Before he closes this page of his message, and turns the next, he has as it were a parenthetic word to say, indicating a theme to be discussed more largely later. It is the function of the law, the moral place of the perceptive Fiat, in view of this wonderful Acceptance of the guilty. He has suggested the question already, Rom 3:31; he will treat some aspects of it more fully later. But it is urgent here to enquire at least this, Was law a mere anomaly, impossible to put into relation with justifying grace? Might it have been as well out of the way, never heard of in the human world? No, God forbid. One deep purpose of acceptance was to glorify the Law, making the perceptive Will of God as dear to the justified as it is terrible to the guilty.

But now, besides this, it has a function antecedent as well as consequent to justification. Applied as positive precept to the human will in the Fall, what does it do? It does not create sinfulness; God forbid. Not Gods will but the creatures will did that. But it occasions sins declaration of war. It brings out the latent rebellion of the will. It forces the disease to the surface – merciful force, for it shows the sick man his danger, and it gives point to his Physicians words of warning and of hope. It reveals to the criminal his guilt; as it is sometimes found that information of a statutory human penalty awakens a malefactors conscience in the midst of a half-unconscious course of crime. And so it brings out to the opening eyes of the soul the wonder of the remedy in Christ. He sees the Law; he sees himself; and now at last it becomes a profound reality to him to see the Cross. He believes, adores, and loves. The merit of his Lord covers his demerit, as the waters the sea. And he passes from the dread but salutary view of “the reign” of sin over him, in a death he cannot fathom, to submit to “the reign” of grace, in life, in death, forever.
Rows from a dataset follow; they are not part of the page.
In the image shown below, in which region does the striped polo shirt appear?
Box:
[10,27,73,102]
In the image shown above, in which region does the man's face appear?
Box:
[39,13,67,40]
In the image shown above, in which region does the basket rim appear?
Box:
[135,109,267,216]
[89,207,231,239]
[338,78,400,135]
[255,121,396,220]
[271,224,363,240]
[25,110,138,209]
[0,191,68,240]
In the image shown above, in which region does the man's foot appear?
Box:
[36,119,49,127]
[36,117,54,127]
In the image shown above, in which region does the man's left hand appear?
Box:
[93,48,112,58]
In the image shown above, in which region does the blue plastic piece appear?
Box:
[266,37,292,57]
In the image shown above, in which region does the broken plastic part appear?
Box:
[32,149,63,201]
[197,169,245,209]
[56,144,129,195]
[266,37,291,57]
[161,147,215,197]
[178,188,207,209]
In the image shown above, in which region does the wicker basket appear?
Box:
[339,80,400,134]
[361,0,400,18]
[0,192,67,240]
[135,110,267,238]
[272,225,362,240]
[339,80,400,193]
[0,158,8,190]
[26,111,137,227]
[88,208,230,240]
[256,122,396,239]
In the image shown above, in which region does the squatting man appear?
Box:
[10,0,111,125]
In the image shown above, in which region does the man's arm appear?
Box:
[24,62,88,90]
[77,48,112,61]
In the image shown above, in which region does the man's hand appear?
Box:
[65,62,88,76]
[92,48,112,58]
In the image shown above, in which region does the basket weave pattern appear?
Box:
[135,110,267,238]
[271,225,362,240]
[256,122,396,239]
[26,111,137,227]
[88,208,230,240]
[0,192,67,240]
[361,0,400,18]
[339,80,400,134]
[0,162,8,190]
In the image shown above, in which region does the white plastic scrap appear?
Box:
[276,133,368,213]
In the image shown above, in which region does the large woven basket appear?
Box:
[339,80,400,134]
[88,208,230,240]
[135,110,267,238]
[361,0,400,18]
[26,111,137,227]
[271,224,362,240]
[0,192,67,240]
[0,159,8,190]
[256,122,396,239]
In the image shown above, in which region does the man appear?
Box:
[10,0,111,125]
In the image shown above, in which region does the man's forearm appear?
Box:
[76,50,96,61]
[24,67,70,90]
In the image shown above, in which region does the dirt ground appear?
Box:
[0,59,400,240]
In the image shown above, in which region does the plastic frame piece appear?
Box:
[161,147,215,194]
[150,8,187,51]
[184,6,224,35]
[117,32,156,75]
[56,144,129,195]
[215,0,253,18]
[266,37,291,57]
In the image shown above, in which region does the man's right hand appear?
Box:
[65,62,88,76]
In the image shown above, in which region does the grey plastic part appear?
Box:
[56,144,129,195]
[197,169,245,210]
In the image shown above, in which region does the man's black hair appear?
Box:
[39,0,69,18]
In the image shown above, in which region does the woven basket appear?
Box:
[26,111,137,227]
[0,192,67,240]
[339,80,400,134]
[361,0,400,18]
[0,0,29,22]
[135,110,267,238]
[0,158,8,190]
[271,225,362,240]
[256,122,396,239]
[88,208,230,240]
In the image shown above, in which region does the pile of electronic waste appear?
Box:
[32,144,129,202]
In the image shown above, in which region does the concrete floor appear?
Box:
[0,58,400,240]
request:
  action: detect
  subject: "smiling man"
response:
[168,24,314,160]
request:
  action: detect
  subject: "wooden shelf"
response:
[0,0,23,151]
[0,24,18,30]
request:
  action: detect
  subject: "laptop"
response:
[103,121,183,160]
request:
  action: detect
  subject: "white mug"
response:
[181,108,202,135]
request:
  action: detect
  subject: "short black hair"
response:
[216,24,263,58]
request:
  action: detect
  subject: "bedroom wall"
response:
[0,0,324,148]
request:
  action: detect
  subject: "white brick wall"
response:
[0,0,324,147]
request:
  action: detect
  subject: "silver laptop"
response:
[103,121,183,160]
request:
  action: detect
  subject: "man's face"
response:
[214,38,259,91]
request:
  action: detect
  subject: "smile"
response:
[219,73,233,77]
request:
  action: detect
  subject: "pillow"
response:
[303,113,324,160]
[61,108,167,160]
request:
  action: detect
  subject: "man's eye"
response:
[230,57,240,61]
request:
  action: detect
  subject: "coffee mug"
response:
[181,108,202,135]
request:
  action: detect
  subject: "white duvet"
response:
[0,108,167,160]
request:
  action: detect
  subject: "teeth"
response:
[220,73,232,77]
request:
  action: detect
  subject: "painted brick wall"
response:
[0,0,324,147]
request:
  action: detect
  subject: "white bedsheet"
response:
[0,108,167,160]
Now law came sideways in; law, in its largest sense, as it affects the fallen, but with a special reference, doubtless, to its articulation at Sinai. It came in “sideways,” as to its relation to our acceptance; as a thing which should indirectly promote it, by not causing but occasioning the blessing; that the transgression might abound, that sin, that sins, in the most inclusive sense, might develop the latent evil, and as it were expose it to the work of grace. But where the sin multiplied, in the place, the region, of fallen humanity, there did superabound the grace; with that mighty overflow of the bright ocean of love which we have watched already. That just as our sin came to reign in our death, our penal death, so too might the grace come to reign, having its glorious way against our foes and over us, through righteousness, through the justifying work, to life eternal, which here we have, and which hereafter will receive us into itself, through Jesus Christ our Lord.

“The last words of Mr. Honest were, Grace reigns. So he left the world.” Let us walk with the same watchword through the world, till we too, crossing that Jordan, lean with a final simplicity of faith upon “the obedience of the One.”